La startup innovativa dell’Incubatore d'impresa di Bergamo Sviluppo è stata selezionata a Londra alla Startup Grind Europe 2017
25 startup, selezionate da una community di un migliaio di responsabili locali, che in 7 anni ha organizzato più di 4500 eventi in 250 città. Il tutto patrocinato dal colosso Google. Una di queste startup fa parte dell’Incubatore d’Impresa di Bergamo Sviluppo, localizzato al POINT di Dalmine: si tratta di 221e srl, che il 14 giugno scorso ha esibito i frutti del proprio lavoro alla Central Hall di Westminster, nel cuore di Londra.
La presentazione è avvenuta nell’ambito di Startup Grind Europe 2017, patrocinato dal gigante californiano di Mountain View che ha visto la partecipazione di circa 1500 finanziatori da tutto il globo. «Poter mostrare il progetto 221e ad una platea di importanti rappresentanti di ecosistemi di accelerazione, venture capital e “tech giants” provenienti da ogni parte del mondo, è stata un’esperienza bellissima e al contempo una giornata unica nel suo genere -spiega il fondatore di 221e Marco Signorelli– ma ancora più emozionanti sono stati il confronto con altre realtà provenienti da tutta Europa e l’inserimento nella lista delle top 25 startup innovative europee: premia il nostro costante impegno che sta portando a questi risultati, ripagandoci degli sforzi fatti e ci fa capire quanto vitale sia una solida base tecnologica per portare a termine progetti innovativi in settori avanzati come quelli dei dispositivi indossabili e IoT».

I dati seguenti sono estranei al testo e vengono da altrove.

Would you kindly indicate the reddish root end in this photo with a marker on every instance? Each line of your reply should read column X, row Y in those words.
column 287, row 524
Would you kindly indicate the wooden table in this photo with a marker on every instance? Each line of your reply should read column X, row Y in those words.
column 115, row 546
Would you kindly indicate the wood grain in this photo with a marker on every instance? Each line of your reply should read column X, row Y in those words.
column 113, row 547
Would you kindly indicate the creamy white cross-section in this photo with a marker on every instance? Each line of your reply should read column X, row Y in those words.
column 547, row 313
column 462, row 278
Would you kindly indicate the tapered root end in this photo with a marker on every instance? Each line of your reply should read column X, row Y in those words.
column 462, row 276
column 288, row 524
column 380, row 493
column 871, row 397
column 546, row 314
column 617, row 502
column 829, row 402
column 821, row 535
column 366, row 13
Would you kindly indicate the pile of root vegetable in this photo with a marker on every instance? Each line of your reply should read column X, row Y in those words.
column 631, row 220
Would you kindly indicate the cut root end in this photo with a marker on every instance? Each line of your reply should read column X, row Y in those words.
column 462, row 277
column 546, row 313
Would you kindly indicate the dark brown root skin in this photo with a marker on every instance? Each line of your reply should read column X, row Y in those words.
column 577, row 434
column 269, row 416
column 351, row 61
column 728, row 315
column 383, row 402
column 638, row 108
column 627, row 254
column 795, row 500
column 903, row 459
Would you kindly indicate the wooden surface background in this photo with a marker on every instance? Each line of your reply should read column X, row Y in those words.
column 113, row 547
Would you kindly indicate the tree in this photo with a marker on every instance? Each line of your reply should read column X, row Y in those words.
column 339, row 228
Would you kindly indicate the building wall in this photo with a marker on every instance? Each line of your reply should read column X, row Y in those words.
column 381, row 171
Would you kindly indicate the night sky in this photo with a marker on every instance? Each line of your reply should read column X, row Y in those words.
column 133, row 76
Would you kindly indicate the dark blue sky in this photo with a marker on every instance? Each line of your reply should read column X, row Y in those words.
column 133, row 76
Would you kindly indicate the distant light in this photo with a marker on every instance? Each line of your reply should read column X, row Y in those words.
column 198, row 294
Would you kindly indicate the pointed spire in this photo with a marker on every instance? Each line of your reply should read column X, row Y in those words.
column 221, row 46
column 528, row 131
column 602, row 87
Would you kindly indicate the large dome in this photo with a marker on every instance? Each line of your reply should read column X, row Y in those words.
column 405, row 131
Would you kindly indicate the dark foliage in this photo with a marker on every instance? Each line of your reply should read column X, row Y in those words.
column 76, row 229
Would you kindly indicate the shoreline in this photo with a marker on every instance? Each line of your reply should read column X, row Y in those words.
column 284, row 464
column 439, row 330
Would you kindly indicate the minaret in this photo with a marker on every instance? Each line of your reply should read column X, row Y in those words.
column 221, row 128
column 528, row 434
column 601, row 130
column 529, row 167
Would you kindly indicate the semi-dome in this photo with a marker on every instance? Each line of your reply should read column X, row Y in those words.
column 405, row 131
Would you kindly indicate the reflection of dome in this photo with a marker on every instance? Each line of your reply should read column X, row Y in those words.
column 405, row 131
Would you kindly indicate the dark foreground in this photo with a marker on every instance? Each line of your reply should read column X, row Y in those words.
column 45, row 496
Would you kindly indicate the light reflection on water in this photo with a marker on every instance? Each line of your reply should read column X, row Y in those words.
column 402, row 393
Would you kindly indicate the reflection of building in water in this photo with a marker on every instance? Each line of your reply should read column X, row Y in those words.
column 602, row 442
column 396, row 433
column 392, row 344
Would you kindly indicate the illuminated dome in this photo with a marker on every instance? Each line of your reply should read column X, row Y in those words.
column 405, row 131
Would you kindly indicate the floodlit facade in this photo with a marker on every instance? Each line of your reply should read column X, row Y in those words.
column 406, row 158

È stato il continuo impegno ad investire in tecnologia e sviluppo di competenze a far nascere il sistema MuSe, una piattaforma multi-sensore che combina accelerometro, giroscopio, magnetometro, termometro e barometro riuscendo a dare una stima più esatta possibile dell’orientamento e del comportamento dell’oggetto su cui è collocato, sia esso un drone o la mano di un malato di Parkinson. E per farlo non necessita di cavi perché sia la ricarica della batteria, sia la trasmissione o l’osservazione “in diretta” dei dati avviene via Bluetooth, in uno spazio pari a una moneta da 2 euro. «Sicuramente tra i nostri punti di forza -precisa Daniele Comotti, responsabile tecnico dell’azienda- ci sono le ridotte dimensioni del MuSe, assieme all’elaborazione embedded dei dati, alle librerie software che forniamo ed alla modularità applicativa del sistema; caratteristiche che rendono il prodotto competitivo sul mercato». E le possibilità di impiego, per questo genere di sistemi, sembrano essere davvero moltissime, un po’ come auspica il nome dell’azienda: 221e è il codice per il simbolo dell’infinito (∞). «Ma per noi -continua Comotti- l’importante è riuscire a seguire tutti i progetti e le esigenze dei clienti, mantenendo un costante sviluppo dell’offerta tecnologica aziendale. Come ci siamo riusciti? Grazie alla collaborazione con l’Università di Bergamo e alla scelta di localizzarci al POINT di Dalmine».
«Quando un’azienda nata nell’ambito del nostro progetto ottiene riconoscimenti fuori dalle mura dove si sta sviluppando non rappresenta per noi solo un motivo di orgoglio – precisa Cristiano Arrigoni, Direttore di Bergamo Sviluppo- ma la conferma che lo sforzo, anche economico, di supportare idee innovative in ambiti nuovissimi, mediante consulenze, servizi e facilitazioni logistiche, può portare a frutti davvero importanti, in questo caso di portata addirittura europea».